Hubert Bauer / 24.02.2023

@ Alle Kommentatoren, die immer wieder schreiben, dass man irgendwelche Videos von XYZ ansehen soll oder irgendwelche Wörter googeln soll: Könnt Ihr nicht in fünf bis zehn Sätzen selber (!) zusammenfassen und was es geht und welche Erkenntnisse das bringen soll? Glaubt Ihr wirklich andere Leute haben genauso viel Zeit wie Ihr? Wenn Ihr es sachlich und spannend beschreibt, nehme ich mir vielleicht die Zeit.

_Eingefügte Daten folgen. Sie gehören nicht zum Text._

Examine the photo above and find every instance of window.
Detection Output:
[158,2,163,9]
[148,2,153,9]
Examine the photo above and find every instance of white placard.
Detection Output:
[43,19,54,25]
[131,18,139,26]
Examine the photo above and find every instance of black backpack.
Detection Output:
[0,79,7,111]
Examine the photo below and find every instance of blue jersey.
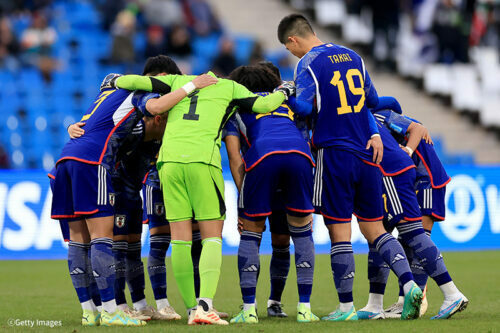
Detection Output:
[295,44,378,161]
[111,91,161,199]
[142,165,160,189]
[223,93,314,172]
[376,122,415,176]
[375,110,451,188]
[58,85,143,170]
[111,121,161,199]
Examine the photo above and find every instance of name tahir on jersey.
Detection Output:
[328,53,352,64]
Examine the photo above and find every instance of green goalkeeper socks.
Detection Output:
[199,237,222,299]
[171,240,196,309]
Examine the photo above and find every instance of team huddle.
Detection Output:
[49,14,468,326]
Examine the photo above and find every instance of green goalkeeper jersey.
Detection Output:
[116,73,285,169]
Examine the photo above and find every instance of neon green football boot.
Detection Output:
[100,309,146,326]
[297,303,319,323]
[230,306,259,324]
[321,306,358,321]
[82,310,101,326]
[401,282,424,320]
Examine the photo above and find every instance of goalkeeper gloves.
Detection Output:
[100,73,122,91]
[274,81,295,100]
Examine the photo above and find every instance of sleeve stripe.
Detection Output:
[150,77,172,94]
[307,66,321,113]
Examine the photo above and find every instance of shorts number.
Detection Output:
[255,104,294,121]
[80,89,116,121]
[330,68,365,115]
[182,95,200,120]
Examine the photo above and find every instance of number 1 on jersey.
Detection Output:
[182,95,200,120]
[330,68,365,115]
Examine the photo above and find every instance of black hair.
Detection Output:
[257,60,281,80]
[142,54,182,76]
[229,66,281,93]
[278,14,314,44]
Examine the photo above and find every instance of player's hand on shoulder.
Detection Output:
[274,81,295,99]
[68,122,85,139]
[100,73,122,91]
[191,74,219,89]
[421,125,434,145]
[366,135,384,164]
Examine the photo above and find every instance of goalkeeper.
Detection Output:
[108,73,294,325]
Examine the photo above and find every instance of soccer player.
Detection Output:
[226,66,319,323]
[110,68,289,325]
[51,66,213,326]
[142,166,229,319]
[367,97,468,319]
[47,168,102,326]
[278,14,422,321]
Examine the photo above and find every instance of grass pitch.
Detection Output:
[0,251,500,333]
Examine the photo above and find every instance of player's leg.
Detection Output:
[191,221,203,300]
[50,161,100,326]
[231,217,266,324]
[231,160,279,324]
[125,195,149,320]
[158,162,197,324]
[112,200,128,315]
[267,210,290,317]
[313,148,358,321]
[355,160,423,319]
[394,179,468,319]
[68,219,99,326]
[284,154,319,322]
[142,185,181,320]
[186,163,228,325]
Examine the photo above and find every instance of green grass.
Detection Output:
[0,251,500,333]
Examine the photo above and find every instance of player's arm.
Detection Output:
[222,115,245,191]
[224,135,245,191]
[68,121,85,139]
[288,60,316,117]
[232,82,290,113]
[403,121,433,156]
[361,59,379,109]
[115,74,218,115]
[366,111,384,164]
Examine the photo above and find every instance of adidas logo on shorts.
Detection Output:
[243,265,259,272]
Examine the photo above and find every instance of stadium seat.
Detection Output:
[451,64,481,111]
[314,0,346,26]
[342,15,373,45]
[480,94,500,127]
[424,64,453,96]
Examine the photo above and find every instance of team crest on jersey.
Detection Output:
[155,202,165,216]
[115,215,127,228]
[109,193,115,206]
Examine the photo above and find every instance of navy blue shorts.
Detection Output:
[313,147,383,224]
[51,160,115,219]
[268,189,290,235]
[113,192,142,236]
[382,169,422,231]
[142,184,168,230]
[417,182,446,222]
[238,153,314,221]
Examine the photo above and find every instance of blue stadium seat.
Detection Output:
[234,35,255,65]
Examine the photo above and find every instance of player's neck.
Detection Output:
[306,36,324,53]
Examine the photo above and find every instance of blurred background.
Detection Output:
[0,0,500,258]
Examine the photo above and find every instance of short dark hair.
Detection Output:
[257,60,281,80]
[142,54,182,76]
[278,14,314,44]
[229,66,281,93]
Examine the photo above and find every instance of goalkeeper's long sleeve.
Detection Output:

Werner Arning / 24.02.2023

Ich glaube, es geht vielen Kommentatoren nicht darum, die Schuldfrage zu klären, oder ein moralisches Urteil zu fällen, sondern was sie umtreibt, ist die Sorge, in einen Krieg hineingezogen zu werden, der nicht unserer ist. Auch die Amerikaner betreiben nicht Krieg, wenn ihnen dieser nicht als für die eigenen Interessen nützlich erscheint. Wo die amerikanischen Interessen liegen könnten, scheint erkennbar zu sein, jedoch die deutschen? Ach so, stimmt ja. Das Gute verteidigen, richtig? War mir ganz entfallen.

Maria Dreiling / 24.02.2023

Journalist Luca Steinmann erinnert mich stark an meine 1. Geschichtslehrerin: Sie wollte uns erklären, wie man mit tiefen Löchern ein Mammut fängt, um an ein paar Kilo Fleisch zu kommen. In der Luft fliegen Raketen, und unten wird einerseits mit alten Gewehren geschossen - auf eine “leere Stadt” - während die andere Seite deutsche Helme trägt. Kriegsberichterstattung wie man sich´s wünscht.        .................      Ich wünsch mir mal was zu HAARP hier - oder habe ich in den letzten Wochen was verpaßt?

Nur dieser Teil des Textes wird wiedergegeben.